To be honest, I did not realize this was a possibility until your previous
email. I'm not sure I buy your example, it just sounds like worker to worker
context-switching, but I could imagine "stop the world" cases or some "race
to idle" policy using this feature.

It seems to me the corresponding wake needs to know if it needs to enqueue
the worker into the idle workers list or if it should just schedule the worker
as it would a server.

How does the wake know which to do?



> I don't see a big difference here, sorry. We are  mixing levels of
> abstraction here again, I think.
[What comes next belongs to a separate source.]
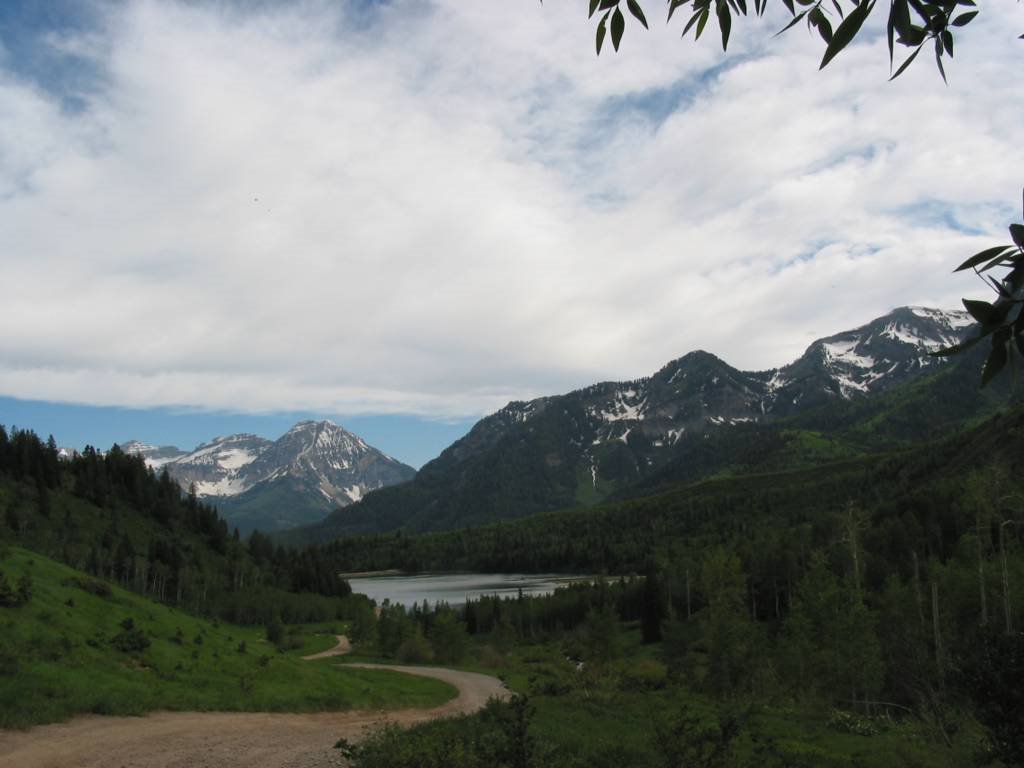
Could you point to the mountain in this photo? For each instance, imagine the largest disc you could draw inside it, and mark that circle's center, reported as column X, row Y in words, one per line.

For example, the higher level
> userspace scheduling code will have more nuanced treatment of IDLE
> workers; but down at the kernel they are all the same: IDLE worker is
> a worker that the userspace can "schedule" by marking it RUNNING,
> regardless of whether the worker is "parked", or "woke from a blocking
> op", or whatever other semantically different state the worker can be.
> For the kernel, they are all the same, idle, not runnable, waiting for
> the userspace to explicitly "schedule" them.
>
> Similarly, I don't see a need to semantically distinguish "yield" from
> "park" at the kernel level of things; this distinction seems to be a
> higher-level abstraction that can be properly expressed in the
> userspace, and does not need to be explicitly addressed in the kernel
> (to make the code faster and simpler, for example).

From the kernel's perspective, I can see two distinct operation:

1 - Mark the worker as IDLE and put it to sleep.
2 - Mark the worker as IDLE, put it to sleep *and* immediately add it
    to the idle workers list.

The wait in operation 1 expects an outside wakeup call to match it and resume
the worker, while operation 2 is its own wakeup. To me that is the distinction
between wait/park and yield, respectively.

Is Operation 2 supported?

I'm not sure this distinction can be handled in userspace in all cases. Waking
oneself is generally not a possibility.